You need to chase up brake articles from pre WWII cars which did not have power assistance or even better the vehicles that had mechanical linkage brakes and not hydraulic braking systems.
Just about every thing you will find on the web will be about "modern" brakes.
There is some good stuff in the Victory library which I would presume you have already read.

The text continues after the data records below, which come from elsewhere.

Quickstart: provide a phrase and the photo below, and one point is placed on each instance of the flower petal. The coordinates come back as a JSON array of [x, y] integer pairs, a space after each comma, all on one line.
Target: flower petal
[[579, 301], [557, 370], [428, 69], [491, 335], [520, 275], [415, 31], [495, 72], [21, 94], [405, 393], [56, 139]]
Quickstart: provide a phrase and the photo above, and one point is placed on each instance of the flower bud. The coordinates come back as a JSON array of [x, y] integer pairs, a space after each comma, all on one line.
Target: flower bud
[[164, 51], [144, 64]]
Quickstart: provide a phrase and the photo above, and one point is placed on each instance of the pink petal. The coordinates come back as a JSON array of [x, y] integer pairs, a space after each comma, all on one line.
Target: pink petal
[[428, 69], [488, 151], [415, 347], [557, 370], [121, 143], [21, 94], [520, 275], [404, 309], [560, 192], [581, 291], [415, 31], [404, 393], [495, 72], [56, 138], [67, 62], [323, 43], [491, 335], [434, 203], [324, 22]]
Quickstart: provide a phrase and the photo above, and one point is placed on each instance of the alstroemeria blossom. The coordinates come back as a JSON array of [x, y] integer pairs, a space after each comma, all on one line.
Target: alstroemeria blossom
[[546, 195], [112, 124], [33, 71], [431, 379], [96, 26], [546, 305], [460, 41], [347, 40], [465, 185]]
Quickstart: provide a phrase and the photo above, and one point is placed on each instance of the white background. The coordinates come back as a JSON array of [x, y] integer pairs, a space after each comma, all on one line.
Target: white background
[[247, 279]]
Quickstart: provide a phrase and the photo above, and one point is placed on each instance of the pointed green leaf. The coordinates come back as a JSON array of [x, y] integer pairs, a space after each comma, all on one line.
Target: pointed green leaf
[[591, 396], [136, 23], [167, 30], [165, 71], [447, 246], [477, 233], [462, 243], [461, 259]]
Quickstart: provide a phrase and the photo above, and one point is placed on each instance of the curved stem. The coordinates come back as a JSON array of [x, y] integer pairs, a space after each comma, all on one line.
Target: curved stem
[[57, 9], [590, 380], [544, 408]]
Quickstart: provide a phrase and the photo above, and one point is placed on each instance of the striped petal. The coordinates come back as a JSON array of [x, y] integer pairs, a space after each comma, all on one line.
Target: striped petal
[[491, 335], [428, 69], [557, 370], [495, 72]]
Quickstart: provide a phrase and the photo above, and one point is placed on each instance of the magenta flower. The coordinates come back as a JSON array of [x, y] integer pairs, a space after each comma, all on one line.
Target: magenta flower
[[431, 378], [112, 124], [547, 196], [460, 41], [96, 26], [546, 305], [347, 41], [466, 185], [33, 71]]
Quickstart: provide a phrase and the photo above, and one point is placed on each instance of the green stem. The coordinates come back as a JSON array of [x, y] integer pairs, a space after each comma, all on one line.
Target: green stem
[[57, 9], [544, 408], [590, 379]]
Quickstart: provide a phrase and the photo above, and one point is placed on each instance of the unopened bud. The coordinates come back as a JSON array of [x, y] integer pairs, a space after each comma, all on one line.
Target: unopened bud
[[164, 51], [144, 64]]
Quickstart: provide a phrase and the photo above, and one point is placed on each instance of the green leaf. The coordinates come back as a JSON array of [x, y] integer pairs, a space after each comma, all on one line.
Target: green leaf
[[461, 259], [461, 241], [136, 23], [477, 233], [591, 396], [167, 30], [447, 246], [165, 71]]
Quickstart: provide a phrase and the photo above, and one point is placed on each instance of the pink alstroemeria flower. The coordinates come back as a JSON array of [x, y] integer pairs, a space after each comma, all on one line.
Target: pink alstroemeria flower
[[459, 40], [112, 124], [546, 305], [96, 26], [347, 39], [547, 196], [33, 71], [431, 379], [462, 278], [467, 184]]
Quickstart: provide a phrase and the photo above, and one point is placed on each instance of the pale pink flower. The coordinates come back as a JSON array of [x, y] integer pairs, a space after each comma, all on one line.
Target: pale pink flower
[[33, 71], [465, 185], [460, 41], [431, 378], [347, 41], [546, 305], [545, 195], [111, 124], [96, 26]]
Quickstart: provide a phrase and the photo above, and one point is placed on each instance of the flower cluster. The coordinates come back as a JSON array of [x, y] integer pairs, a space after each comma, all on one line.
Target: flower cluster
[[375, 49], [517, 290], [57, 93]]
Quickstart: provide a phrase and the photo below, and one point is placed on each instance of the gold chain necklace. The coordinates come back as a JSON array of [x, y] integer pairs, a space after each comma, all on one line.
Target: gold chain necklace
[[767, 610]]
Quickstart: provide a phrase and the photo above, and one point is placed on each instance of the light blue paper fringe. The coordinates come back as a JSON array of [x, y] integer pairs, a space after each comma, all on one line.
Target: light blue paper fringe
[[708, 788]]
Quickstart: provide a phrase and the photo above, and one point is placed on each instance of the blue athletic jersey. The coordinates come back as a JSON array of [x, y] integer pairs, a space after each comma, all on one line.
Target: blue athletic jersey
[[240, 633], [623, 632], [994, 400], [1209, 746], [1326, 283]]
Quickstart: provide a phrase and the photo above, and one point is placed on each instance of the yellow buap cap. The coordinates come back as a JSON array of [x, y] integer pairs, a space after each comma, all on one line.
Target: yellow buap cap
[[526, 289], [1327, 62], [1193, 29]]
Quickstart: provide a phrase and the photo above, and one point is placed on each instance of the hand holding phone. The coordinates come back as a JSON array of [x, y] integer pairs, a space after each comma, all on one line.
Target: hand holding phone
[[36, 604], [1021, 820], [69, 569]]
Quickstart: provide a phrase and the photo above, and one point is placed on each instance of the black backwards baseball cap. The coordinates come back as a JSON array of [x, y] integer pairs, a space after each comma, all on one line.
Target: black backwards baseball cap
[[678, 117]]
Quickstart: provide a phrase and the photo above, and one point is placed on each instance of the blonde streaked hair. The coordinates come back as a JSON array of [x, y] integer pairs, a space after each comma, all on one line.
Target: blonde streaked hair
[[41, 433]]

A mechanical brake needs to bite into the drum so that the rotation of the drum dragges the shoe tighter into the drum, much like a drum clutch.
It is called the self servo action .
Our shoes should be radiused larger so that they touch at each end but not in the middle.
The leading end bites into the drum which pushes the shoe in the direction of rotation flexing the entire lining into contact with the drum.
Your brake lever effort is basically to stop the shoe skipping off the drum ( as the article stated ) not forcing the shoe into the drum.
This is the action of the leading shoe.

The trailing shoe is a different animal.
The only thing that applies any braking effort is your hand and that is bugger all when you consider what your grip strength is even allowing for the multiplying effect of the various levers

The trick to get your brakes to work better is to get the the rear of the shoe as close to the drum as you can.
the position of the rear end of the shoe determines what the radius of the shoe needs to be in order to bite but not grab or skip ( as per the article )

Note this applies to fixed shoes only.
With floating shoes it is not quite the same.

The biggest problem with our bikes now is that the drums have all worn so the angles between the shoes & drums will be all wrong to obtain the greatest efficiency.
For street use I shim at the the pivot. Others replace the pivot with a bigger diameter one and modify the shoes to fit to move the back end of the shoes closer to the drum.
Now a word of warning here as well.
Our shoes have no retaining pins so the only thing stopping the shoes twisting is the flange on the pivot and cam ( if it has one ).
For racing you will also need to consider the stiffness of the backing plate which will also flex particularly if it has a single anchor strap.
If the shoe decided that twisting off the pivot while you are under heavy braking  is the path of least resistance the results will not be pretty.